In Barcelona ging dat anders. Laporta kreeg Cruijff niet in een officiële functie, maar schonk hem op het einde van zijn bewind uiteindelijk die van erevoorzitter, een positie zonder enige formele inhoud, maar wél met ceremoniële waarde. Eén van de bestuursleden: ,,Ik moest altijd naar de UEFA- en FIFA-vergaderingen. Daar had ik Cruijff graag bij gehad. Hij is natuurlijk een fantastisch clubsymbool, net als Beckenbauer bij Bayern. De voetbalwereld ligt nog altijd aan zijn voeten, iedereen op die bijeenkomsten vroeg me altijd naar hem.”

Het insigne van erevoorzitter leverde Cruijff direct in toen de al vroeg uit het Laporta-bestuur vertrokken Rosell anderhalf jaar geleden de nieuwe voorzitter werd. Nooit was de verhouding vloeiend tussen Cruijff en Rosell sinds die eerste beruchte vergadering in de tuin. Ze waren over mogelijke aankopen aan het praten, toen Rosell zich voortdurend met zijn mobiele telefoon afzonderde. ,,Kom je hier nou om mee te praten en te luisteren of niet?” snauwde Cruijff hem toe, met alle anderen erbij. Het kwam nooit meer goed. 

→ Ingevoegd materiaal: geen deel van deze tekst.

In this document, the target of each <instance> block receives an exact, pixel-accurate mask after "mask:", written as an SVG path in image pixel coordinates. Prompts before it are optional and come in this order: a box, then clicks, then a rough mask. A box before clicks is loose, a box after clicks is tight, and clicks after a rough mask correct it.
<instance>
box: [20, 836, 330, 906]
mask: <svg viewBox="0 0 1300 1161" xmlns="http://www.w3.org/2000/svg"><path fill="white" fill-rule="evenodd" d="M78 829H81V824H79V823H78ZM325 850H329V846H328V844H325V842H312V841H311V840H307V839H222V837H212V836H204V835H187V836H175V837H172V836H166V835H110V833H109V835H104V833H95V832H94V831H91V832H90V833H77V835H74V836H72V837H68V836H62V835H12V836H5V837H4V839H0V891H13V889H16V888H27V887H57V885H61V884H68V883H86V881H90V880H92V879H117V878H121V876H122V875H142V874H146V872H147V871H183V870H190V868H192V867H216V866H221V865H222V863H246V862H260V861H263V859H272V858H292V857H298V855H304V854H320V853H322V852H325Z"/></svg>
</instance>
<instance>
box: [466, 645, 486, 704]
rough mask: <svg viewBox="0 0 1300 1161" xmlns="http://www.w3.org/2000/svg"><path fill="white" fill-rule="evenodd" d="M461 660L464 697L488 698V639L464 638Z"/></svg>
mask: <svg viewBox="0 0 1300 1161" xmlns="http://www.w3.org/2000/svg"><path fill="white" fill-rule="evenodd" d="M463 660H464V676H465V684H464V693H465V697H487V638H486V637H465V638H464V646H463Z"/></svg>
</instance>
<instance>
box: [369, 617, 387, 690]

Zoals ook Uri Coronel, Rik van den Boog en Steven ten Have al snel het vertrouwen van Cruijff verloren – en nooit meer zouden herwinnen. Wie in de beleving van Cruijff niet openstaat voor zijn adviezen, wordt al snel een vijand.
Op dezelfde bijeenkomst in Bonanova kwam Cruijff met het eerste advies voor een aankoop: Barça moest van stadgenoot Espanyol Roger García terughalen, één van zijn lievelingsspelers. ,,Maar die goal heeft hij er niet bij ons ingeschoten,” zeggen de oud-bestuursleden lachend. Niemand wilde Roger, die was al in de nadagen van zijn carrière, zoals hij vervolgens bij Villareal bewees. Twee jaar later lukte het Cruijff wel om de speler bij Ajax te stallen, maar ook zijn verblijf daar was geen succes. 
Niet dat Begiristain, trainer Rijkaard, Laporta en de overige bestuursleden nooit naar Cruijff luisterden. Integendeel. ,,Hier hebben we hem nooit de Verlosser genoemd, zoals jullie in Nederland, maar voor ons allemaal is Cruijff altijd God geweest, en zijn woord is heilig. Kritiek hebben we ook nooit op zijn ideeën en voorstellen gehad, maar we hebben er lang niet altijd iets mee gedaan. Dat was ook geen enkel probleem, Johan werd echt niet boos als je zijn raad niet opvolgde. Hij deed suggesties, en wij mochten er mee doen wat we wilden.” 
Bij Ajax werkte dat in die tijd, zeg maar tussen 2003 en 2008, ook min of meer zo. Voorzitter John Jaakke en later directeur Maarten Fontein gingen eens in de zoveel tijd bij Cruijff langs in Barcelona, voor een barbecue of een partijtje golf. Ze luisterden naar hem toen Cruijff adviseerde om Henk ten Cate aan te stellen als coach, de Amsterdammer die succesvol had samengewerkt met Frank Rijkaard bij Barcelona. Omdat de chemie tussen Rijkaard en Ten Cate in Camp Nou was uitgewerkt, loste Cruijff daarmee ook direct een probleem op voor Barça. Tot glorie leidde het advies bij Ajax echter niet.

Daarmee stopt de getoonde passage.